The disk in question has a transfer rate of 80 MiB/s, or 81920 kiB/s, or 20480 blocks/s. Here, we will round off to 20,000 blocks/second, since this appears to be what your professor did. This equates to 0.05 ms to transfer a block, explaining the last term in the equation.

Finally, in addition to seek time (time to move the drive head to the track), there is also the rotational latency of the disk itself to deal with. At 7200 RPM, in the worst case, we have to wait 1 full revolution, but on average we have to wait a half-revolution - or 4.166ms (7200 RPM = 120 rev/sec = 8.333ms/rev).

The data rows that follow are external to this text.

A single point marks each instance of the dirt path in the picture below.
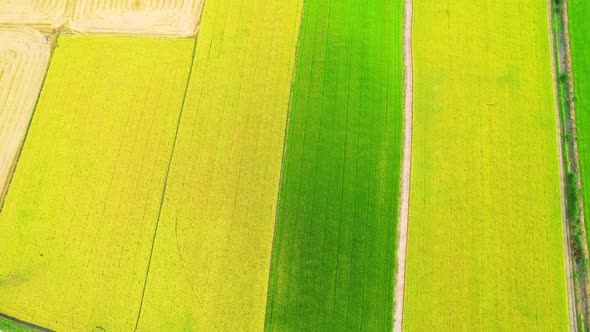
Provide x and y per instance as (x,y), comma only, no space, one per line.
(568,262)
(406,169)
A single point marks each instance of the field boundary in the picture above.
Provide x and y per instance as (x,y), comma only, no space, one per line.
(406,167)
(572,200)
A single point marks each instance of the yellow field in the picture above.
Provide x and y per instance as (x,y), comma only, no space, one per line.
(79,219)
(485,246)
(46,14)
(211,258)
(24,55)
(174,18)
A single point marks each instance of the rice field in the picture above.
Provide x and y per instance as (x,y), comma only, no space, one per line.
(579,27)
(334,249)
(485,243)
(191,165)
(77,225)
(212,249)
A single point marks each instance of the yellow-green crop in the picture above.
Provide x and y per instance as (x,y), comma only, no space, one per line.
(79,218)
(210,265)
(485,246)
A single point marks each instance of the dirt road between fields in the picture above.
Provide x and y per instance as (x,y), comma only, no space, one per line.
(406,169)
(568,256)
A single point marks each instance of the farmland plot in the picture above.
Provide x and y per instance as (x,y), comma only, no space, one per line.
(579,29)
(24,55)
(485,246)
(209,269)
(175,18)
(79,218)
(334,250)
(46,14)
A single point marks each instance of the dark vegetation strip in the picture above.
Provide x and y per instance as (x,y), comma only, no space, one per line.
(333,260)
(574,115)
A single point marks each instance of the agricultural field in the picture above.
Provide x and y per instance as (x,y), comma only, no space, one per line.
(24,55)
(175,18)
(78,222)
(210,264)
(486,244)
(334,249)
(42,14)
(249,165)
(579,31)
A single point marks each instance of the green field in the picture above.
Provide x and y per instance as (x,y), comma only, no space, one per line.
(579,30)
(485,247)
(79,218)
(211,255)
(334,249)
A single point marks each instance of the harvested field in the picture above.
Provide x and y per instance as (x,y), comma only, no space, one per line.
(43,14)
(485,246)
(24,55)
(175,18)
(210,264)
(79,219)
(333,261)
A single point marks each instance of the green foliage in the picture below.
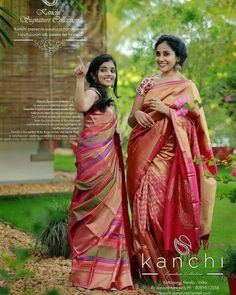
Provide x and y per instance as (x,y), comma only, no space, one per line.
(5,26)
(229,265)
(207,27)
(33,212)
(54,239)
(64,162)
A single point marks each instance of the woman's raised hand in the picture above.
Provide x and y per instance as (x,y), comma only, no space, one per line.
(81,70)
(143,119)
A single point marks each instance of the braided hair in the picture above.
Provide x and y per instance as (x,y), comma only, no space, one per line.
(92,78)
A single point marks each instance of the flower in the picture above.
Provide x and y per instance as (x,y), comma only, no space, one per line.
(182,112)
(233,172)
(229,99)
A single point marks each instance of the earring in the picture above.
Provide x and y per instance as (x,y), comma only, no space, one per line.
(178,67)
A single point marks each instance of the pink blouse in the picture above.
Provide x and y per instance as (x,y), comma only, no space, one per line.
(145,85)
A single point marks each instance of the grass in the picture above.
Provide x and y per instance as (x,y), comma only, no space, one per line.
(64,162)
(32,214)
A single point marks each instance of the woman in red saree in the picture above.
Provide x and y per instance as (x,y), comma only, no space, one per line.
(172,199)
(98,221)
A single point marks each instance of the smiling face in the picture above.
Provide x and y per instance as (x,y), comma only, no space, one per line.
(106,74)
(166,58)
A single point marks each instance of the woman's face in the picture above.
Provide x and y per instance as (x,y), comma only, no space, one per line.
(107,74)
(165,58)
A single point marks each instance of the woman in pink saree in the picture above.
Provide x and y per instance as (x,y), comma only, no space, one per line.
(98,221)
(169,155)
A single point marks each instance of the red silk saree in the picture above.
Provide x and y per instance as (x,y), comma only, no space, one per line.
(172,198)
(98,221)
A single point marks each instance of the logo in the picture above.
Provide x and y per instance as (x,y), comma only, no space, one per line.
(183,245)
(48,3)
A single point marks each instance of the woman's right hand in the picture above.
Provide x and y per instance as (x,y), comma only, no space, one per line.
(143,119)
(80,70)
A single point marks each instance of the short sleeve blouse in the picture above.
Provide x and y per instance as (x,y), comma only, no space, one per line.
(145,85)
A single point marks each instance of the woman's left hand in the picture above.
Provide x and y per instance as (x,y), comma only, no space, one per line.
(159,106)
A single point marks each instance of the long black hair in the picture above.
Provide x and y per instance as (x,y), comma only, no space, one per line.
(176,44)
(92,78)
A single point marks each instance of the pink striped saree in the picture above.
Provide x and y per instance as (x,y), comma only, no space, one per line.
(172,198)
(98,222)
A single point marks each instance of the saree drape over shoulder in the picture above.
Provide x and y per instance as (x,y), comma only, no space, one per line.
(98,222)
(172,198)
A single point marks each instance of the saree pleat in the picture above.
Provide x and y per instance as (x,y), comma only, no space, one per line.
(172,198)
(98,222)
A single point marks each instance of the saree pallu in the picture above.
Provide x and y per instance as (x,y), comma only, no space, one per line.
(98,221)
(172,198)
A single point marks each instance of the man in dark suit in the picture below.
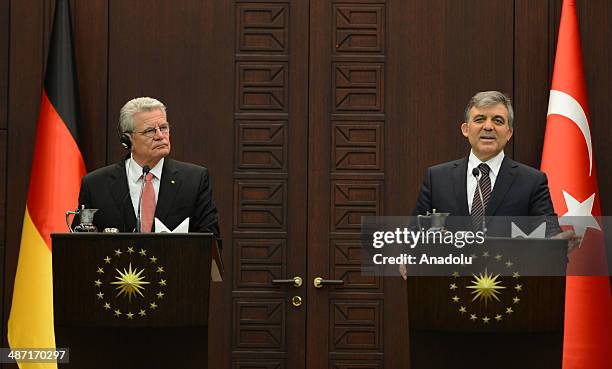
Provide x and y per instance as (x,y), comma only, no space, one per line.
(172,190)
(507,188)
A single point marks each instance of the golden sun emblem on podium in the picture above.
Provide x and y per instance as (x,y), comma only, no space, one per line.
(489,296)
(130,283)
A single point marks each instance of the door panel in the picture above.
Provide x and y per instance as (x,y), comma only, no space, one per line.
(347,123)
(269,225)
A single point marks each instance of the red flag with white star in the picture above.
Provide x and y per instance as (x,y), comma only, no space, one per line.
(568,160)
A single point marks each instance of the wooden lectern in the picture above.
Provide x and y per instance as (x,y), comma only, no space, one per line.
(133,300)
(522,330)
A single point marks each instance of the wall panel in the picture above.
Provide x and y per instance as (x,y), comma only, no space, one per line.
(4,53)
(91,28)
(26,46)
(531,79)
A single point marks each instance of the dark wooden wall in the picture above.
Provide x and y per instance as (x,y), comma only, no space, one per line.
(440,52)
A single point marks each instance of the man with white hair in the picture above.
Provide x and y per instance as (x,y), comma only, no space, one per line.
(147,184)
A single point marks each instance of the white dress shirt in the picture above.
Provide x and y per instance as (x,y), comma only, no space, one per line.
(473,162)
(134,176)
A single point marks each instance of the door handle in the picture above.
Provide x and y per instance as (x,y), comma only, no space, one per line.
(320,282)
(295,281)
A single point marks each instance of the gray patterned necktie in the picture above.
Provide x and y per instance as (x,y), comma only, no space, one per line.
(478,208)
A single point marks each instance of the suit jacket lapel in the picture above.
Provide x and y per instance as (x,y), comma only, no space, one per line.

Thus, to transfer one block to the computer, we must wait the equivalent Seek Time + Rotational Latency + Transfer Time:

5 ms + 4.166 ms + 0.05 ms = 9.216 ms

Note that for solid-state drives, while there is no rotational latency to take into account, there certainly still is a measurable seek time (to actually address the contents of the sectors in the flash memory) and transfer time (largely limited by the bus being used to transfer the data itself, e.g. SATA).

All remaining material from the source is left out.